Detailed Explanation
Delta ranges from 0 to 1 for calls and -1 to 0 for puts. An at-the-money option typically has a delta near 0.50. Deep in-the-money options have deltas approaching 1.0 (or -1.0 for puts) and behave almost identically to the underlying stock. Far out-of-the-money options have tiny deltas near zero and barely move with the stock — which is why they're cheap and why buying them for direction is usually a losing game unless you expect a massive move quickly.
Delta isn't static — it changes as the stock price moves, as time passes, and as implied volatility shifts. The rate at which delta changes is called gamma. A high-gamma option (typically near-term, near-the-money) can see its delta shift dramatically on a big move. This is why 0DTE options can go from almost worthless to highly valuable so quickly — gamma is amplified in short-dated options, making them hyper-sensitive to price movement near expiration.
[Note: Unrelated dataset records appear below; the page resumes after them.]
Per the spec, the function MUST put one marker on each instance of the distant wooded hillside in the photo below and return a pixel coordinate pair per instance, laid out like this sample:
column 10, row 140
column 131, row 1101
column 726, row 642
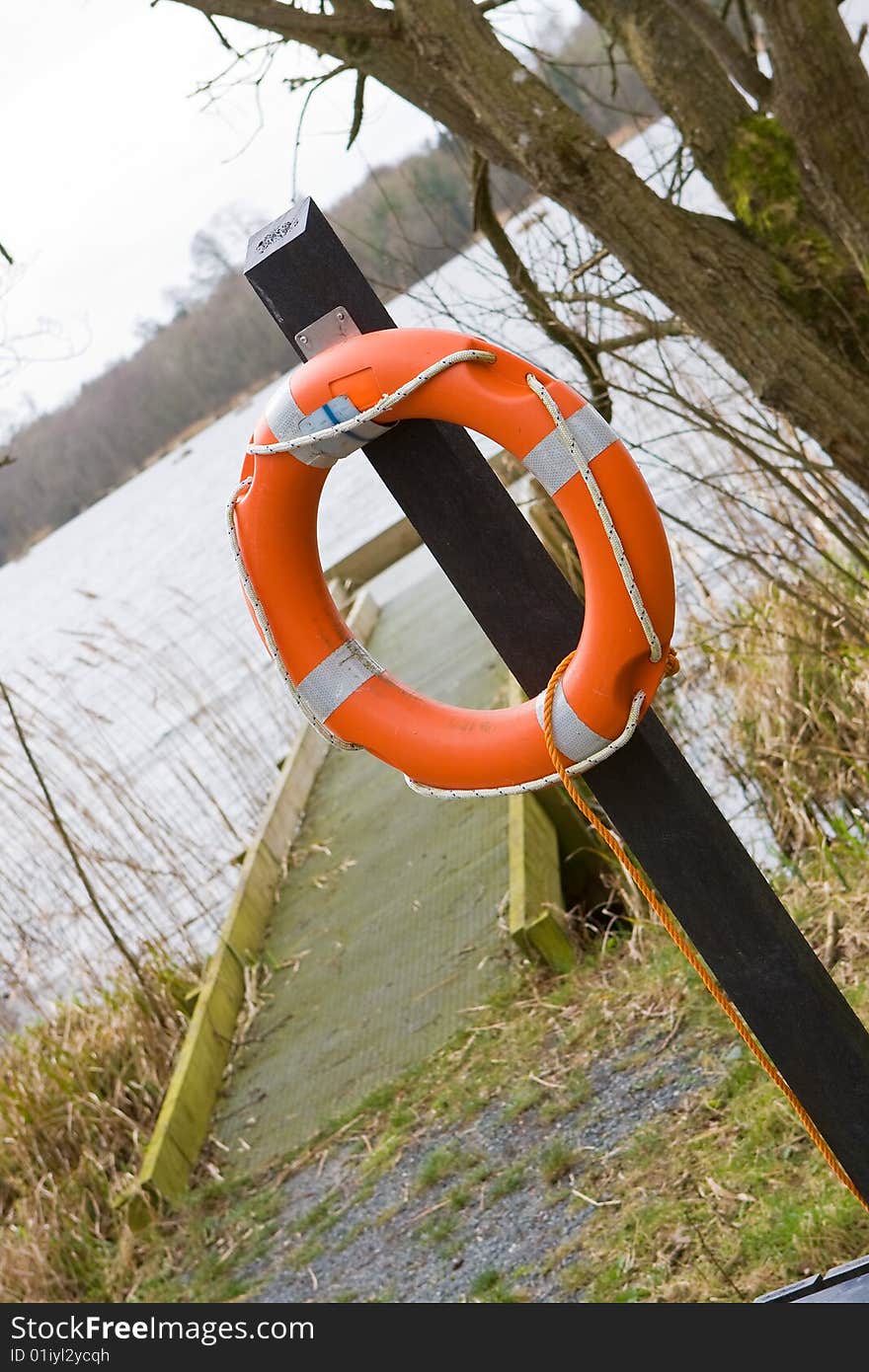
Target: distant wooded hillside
column 400, row 224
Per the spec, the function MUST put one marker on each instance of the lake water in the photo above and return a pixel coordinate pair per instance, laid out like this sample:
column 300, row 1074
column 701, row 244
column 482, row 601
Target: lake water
column 144, row 690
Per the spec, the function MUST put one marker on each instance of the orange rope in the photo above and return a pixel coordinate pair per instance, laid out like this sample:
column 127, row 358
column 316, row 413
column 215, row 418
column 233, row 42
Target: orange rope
column 678, row 938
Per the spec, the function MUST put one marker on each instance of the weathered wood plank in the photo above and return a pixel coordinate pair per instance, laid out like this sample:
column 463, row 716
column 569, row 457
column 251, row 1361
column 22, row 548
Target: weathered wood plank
column 186, row 1112
column 301, row 270
column 535, row 901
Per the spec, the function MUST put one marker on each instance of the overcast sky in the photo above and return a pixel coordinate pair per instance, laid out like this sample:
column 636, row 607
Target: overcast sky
column 110, row 164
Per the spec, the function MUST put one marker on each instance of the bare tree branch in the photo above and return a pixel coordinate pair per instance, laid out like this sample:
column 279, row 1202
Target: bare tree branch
column 535, row 302
column 358, row 109
column 823, row 99
column 720, row 40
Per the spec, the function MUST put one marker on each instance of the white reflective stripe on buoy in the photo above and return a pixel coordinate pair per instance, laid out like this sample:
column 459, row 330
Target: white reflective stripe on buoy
column 287, row 420
column 337, row 678
column 551, row 460
column 572, row 735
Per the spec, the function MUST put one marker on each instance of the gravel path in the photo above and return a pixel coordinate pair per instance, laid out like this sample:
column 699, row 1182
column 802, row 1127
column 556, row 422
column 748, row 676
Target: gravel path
column 467, row 1213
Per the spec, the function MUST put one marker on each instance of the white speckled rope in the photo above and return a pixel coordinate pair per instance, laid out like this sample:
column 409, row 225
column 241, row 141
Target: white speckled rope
column 384, row 404
column 605, row 517
column 585, row 764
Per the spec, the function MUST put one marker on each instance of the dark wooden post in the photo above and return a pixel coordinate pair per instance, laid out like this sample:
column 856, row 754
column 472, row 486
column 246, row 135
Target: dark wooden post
column 301, row 270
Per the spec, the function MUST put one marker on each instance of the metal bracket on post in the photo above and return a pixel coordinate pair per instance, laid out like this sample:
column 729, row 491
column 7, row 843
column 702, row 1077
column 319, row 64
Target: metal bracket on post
column 324, row 333
column 302, row 271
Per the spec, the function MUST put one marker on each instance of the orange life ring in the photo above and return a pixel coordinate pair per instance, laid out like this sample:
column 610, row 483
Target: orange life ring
column 584, row 467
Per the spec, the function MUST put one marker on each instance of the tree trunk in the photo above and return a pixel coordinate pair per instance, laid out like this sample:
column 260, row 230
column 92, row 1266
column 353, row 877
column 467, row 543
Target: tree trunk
column 445, row 58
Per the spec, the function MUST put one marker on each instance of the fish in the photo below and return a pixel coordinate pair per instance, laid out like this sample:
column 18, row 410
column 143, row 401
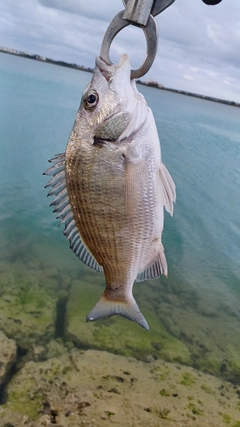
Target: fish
column 110, row 189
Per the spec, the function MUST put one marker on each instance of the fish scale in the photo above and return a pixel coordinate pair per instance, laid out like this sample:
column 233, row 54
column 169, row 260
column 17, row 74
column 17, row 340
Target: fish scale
column 110, row 188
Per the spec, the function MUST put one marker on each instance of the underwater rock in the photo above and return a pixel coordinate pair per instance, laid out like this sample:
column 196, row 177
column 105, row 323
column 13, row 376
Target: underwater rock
column 27, row 306
column 116, row 334
column 211, row 336
column 8, row 355
column 95, row 388
column 55, row 348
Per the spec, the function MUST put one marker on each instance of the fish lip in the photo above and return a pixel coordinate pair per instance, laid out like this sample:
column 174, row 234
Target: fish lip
column 110, row 70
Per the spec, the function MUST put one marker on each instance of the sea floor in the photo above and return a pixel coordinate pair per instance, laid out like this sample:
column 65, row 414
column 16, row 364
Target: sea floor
column 97, row 388
column 184, row 372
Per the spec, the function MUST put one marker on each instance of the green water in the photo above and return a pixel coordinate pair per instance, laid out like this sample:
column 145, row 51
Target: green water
column 46, row 291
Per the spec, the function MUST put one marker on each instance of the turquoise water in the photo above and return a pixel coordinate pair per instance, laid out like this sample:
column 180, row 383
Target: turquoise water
column 200, row 143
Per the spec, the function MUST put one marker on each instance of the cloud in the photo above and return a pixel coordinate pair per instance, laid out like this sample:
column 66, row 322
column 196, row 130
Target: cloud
column 198, row 45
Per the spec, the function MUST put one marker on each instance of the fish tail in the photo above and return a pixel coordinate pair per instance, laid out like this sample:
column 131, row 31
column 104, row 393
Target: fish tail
column 128, row 308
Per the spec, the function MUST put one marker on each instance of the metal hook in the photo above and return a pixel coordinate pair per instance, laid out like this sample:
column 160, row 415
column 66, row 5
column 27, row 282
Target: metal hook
column 137, row 13
column 151, row 34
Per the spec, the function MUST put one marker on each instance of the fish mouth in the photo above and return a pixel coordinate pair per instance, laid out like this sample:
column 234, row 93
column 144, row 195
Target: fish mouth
column 110, row 70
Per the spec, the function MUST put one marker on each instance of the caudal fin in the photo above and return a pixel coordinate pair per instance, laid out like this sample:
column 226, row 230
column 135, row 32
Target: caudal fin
column 108, row 308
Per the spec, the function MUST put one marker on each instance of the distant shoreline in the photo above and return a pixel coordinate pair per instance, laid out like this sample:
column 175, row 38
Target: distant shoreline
column 155, row 85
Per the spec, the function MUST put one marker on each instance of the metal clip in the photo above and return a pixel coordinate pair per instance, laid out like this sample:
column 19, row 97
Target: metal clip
column 139, row 13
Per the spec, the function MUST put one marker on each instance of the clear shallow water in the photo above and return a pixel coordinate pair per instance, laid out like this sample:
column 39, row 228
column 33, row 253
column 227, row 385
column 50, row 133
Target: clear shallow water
column 200, row 143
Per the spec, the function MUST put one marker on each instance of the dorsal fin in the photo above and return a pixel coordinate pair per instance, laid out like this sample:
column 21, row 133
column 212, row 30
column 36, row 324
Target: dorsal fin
column 64, row 212
column 156, row 269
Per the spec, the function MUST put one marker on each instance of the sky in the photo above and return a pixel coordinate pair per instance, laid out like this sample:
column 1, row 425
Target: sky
column 199, row 45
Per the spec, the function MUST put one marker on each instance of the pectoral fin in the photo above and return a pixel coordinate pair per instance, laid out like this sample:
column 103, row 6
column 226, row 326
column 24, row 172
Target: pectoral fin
column 168, row 189
column 156, row 269
column 64, row 211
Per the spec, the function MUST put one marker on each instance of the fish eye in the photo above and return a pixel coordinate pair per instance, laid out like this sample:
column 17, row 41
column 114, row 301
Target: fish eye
column 90, row 100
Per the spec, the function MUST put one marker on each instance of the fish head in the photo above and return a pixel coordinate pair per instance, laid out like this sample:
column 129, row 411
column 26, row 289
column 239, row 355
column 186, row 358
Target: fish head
column 111, row 103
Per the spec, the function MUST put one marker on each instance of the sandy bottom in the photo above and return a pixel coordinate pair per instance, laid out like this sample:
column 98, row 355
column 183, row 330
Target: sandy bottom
column 96, row 388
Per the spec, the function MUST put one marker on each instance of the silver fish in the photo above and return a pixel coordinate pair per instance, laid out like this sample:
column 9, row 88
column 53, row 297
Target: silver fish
column 110, row 188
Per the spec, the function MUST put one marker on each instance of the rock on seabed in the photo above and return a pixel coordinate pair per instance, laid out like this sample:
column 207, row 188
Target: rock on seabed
column 8, row 354
column 97, row 388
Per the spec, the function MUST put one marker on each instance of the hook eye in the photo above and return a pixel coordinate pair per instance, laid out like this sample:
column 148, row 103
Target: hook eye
column 151, row 34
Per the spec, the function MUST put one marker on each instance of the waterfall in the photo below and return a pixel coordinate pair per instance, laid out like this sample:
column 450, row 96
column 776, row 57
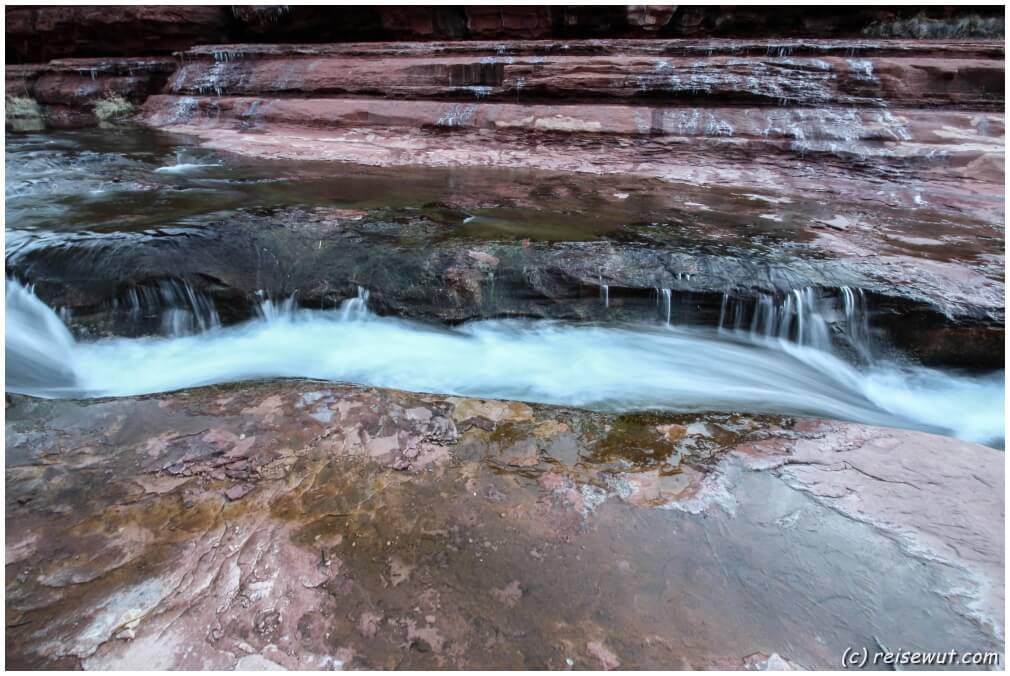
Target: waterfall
column 804, row 316
column 182, row 308
column 614, row 368
column 356, row 308
column 666, row 296
column 38, row 349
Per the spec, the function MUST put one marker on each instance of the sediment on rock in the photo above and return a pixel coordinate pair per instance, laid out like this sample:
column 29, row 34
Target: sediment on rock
column 311, row 525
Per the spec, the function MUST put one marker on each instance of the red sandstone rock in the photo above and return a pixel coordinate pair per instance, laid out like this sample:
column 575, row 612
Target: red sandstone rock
column 40, row 33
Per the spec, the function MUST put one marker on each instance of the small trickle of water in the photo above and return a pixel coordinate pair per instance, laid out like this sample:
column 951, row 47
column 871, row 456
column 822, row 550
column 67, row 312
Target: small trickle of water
column 803, row 316
column 356, row 308
column 183, row 309
column 665, row 298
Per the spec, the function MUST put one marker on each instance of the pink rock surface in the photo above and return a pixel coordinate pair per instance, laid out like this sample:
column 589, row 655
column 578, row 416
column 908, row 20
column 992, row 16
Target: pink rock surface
column 133, row 558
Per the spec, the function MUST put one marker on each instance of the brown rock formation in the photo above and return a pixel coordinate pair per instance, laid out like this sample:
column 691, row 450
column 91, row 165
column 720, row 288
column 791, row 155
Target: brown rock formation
column 308, row 525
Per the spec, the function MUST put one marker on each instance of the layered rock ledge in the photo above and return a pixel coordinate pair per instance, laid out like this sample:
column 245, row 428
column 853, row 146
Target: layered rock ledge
column 314, row 525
Traders also use delta as a rough proxy for the probability that an option expires in-the-money. A 0.30 delta call implies roughly a 30% chance of expiring in-the-money at expiration (all else equal). This isn't technically precise but is a useful mental shortcut. Delta is fundamental to understanding options risk and is one of the first Greeks every options trader needs to genuinely understand before sizing up.